Est-ce que le temps a tellement d’importance quand on se construit. Je ne le pense pas. Je suis en mesure d’assurer qu’après avoir passé des heures, des mois, des années à observer le travail de chacun d’entre nous pour devenir un homme, la durée compte peu. Pour certains le but sera atteint plus rapidement que pour d’autres mais qui est le censeur pour véritablement calculer le temps utilisé. L’enfant n’a donc pas pénétrer immédiatement dans le rectangle.
Les endives cuites mais pas seulement l’ont convaincues de la nécessité de se libérer. De s’éloigner le plus possible de la maison de son enfance pour rejoindre la sienne, dessinée un soir à la lumière de la lampe de chevet. Il a fait ce bond pour se retrouver derrière le dessin et depuis ce temps-là ses parents, ses amis, les gens de la rue, ses collègues de travail pensent le côtoyer. Ne se tient-il pas en chair et en os devant eux. Pourtant je peux l’affirmer cela fait de nombreuses années qu’il est en notre présence sans l’être. Aucune raison de se lamenter ni de se réjouir, nous sommes tous là et ailleurs. Tous nous nous sommes dissimulés derrière le dessin de notre maison, dissimulés pas vraiment : nous habitons notre maison.
L’enfant après s’être glissé par le toit qui n’était pas fini, s’est retrouvé entre quatre murs. Il n’a pas chômé le garnement, très vite il a voulu s’approprier les lieux de son dessin. D’abord il a terminé la construction du toit, un vrai avec des tuiles en ardoise. Le rectangle n’était plus tout à fait un rectangle, qu’importe sur l’arête faitière il a fixé une pancarte sur laquelle il a écrit avec son crayon vert un mot de quatre lettres : JOIE. Avez-vous bien compris l’enthousiasme de l’enfant lorsqu’il construit sa maison ? C’est une chose difficile à décrire mais il est important de le savoir.

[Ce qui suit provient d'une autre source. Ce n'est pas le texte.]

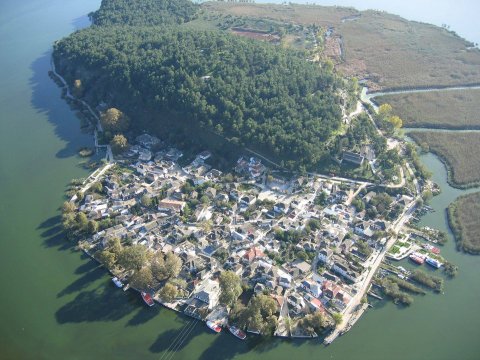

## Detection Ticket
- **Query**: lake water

Le temps a passé mais il n’est pas facile pour un être qui grandit de vivre dans une maison sans ouverture. Un jour, précisément un matin au mois de mai vers neuf heures, j’ai aperçu une main à l’intérieur du rectangle. Elle glissait un crayon du haut vers le bas puis sur les côtés.
La main dessinait un carré puis un autre et encore un autre jusqu’à achever quatre carrés sur la façade et je pense autant sur le côté opposé. Finalement il a installé les fenêtres. Puis rapidement il a accroché des volets. Plus tard mais alors beaucoup plus tard, l’enfant qui avait grandi au point de devenir un jeune homme, a créé une autre ouverture : la porte d’entrée. C’est sans doute à partir de ce moment que sa vie a pris un véritable sens car un homme sans porte d’entrée ne peut pas être un homme. J’ai trop souvent vu des maisons sans porte, fermées sur elles-mêmes avec à l’intérieur un petit qui ne grandissait pas. Comment voulez-vous ?
Par la suite les détails ne nous intéressent guère, la couleur de l’enduit et des volets, le dessin des huisseries sans parler du petit jardin avec ou sans nains de jardin, balançoire, roses, tulipes, œillets ou géraniums. Par-contre une fois je l’ai vu rentrer dans sa maison, franchir le pas de la porte mais il n’était plus seul. Une jeune femme l’accompagnait. Bien sûr vous ne le direz pas, je me laisse aller à des bavardages mais c’est important car elle ne l’a pas quitté.
Encore plus tard, de ce coin de lumière volé à la nuit qui nous entoure, là où je me trouve pour une durée incertaine, j’ai vu deux enfants jouer dans le jardin. Deux !
Mais c’est sans doute aller trop vite en besogne car l’enfant dans son lit n’a toujours pas achevé son dessin.